On the whole I found the news much more cheerful during the last week of June, even though I found the partial torpedoing of the Voting Rights Act by the Supreme Court very depressing and this feeling carried over to dampen even the joy of the rulings the next day on California's anti-gay marriage state law and on the federal law of the same aim. I have the feeling it will turn out for the best after all, but none of the language which I heard from the rulings in either gay marriage case seemed to me to provide a sturdy guarantee that gay marriage will be seen as a right under the 5th amendment. In federal tax law, marriage equality might exist; and in California it might exist now too as it does in a handful of other states where no successful referenda existed; but, in every other respect, it doesn't in over 30 states. Besides, how will the federal government safeguard the rights of people who live in a state where their across-the-border wedding isn't accepted?

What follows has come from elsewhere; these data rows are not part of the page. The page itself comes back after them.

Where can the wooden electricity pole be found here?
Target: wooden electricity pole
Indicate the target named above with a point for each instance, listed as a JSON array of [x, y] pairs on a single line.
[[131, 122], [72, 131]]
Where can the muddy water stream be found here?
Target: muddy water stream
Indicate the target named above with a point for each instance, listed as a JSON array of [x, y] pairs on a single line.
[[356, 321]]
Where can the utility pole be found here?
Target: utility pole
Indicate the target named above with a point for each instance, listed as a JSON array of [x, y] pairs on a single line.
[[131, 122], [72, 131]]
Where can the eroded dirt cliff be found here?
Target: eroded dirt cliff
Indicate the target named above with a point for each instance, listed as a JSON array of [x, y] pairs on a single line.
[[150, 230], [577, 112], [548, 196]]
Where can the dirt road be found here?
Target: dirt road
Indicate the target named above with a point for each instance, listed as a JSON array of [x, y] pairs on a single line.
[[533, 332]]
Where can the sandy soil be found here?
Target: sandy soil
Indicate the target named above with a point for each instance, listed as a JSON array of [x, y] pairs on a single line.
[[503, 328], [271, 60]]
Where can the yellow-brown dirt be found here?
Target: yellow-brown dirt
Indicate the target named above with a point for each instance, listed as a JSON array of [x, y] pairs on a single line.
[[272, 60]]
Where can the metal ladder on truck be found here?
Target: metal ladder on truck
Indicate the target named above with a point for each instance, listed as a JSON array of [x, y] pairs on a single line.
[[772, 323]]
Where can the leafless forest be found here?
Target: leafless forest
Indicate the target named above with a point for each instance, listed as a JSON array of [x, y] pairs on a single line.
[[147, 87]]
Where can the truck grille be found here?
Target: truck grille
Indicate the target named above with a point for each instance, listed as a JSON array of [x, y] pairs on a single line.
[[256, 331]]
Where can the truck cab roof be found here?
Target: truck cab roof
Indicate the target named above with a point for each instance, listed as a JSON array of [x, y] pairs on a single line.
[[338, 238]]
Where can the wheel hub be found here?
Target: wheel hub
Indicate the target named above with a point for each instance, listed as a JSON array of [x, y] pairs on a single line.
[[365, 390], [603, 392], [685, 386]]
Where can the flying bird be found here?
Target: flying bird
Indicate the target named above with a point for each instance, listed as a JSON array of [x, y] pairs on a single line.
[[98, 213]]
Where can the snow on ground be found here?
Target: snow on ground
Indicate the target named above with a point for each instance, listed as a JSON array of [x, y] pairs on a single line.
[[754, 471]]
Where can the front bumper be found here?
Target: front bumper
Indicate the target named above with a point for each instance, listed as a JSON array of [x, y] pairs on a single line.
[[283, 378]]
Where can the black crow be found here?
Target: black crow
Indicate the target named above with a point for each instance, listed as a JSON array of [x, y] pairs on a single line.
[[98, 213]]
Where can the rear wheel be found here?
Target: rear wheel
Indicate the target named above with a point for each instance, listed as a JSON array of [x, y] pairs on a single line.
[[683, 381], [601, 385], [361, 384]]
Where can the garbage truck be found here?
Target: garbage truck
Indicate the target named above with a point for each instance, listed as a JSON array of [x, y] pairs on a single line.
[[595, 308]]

On the other hand I very much liked that Anthony Kennedy seems to have written that a gay marriage ban is a malicious, gratuitous, and busybody-ish denial of someone else's freedoms (in other words, that homophobes should mind their own business). As for the legal hurdles, I think that the controversiality of the Prop 8 (i.e. Californian) ruling not on moral so much as on procedural grounds is very clear if you look at who agreed and who dissented — not the usual candidates, and even the gruesome twosome of Antonin Scalia and Clarence Thomas decided to take up opposing causes. 'At the end of the day,' however, I believe that seeing the happy photos from Stonewall, etc., made even pessimists like me a bit more cheerful.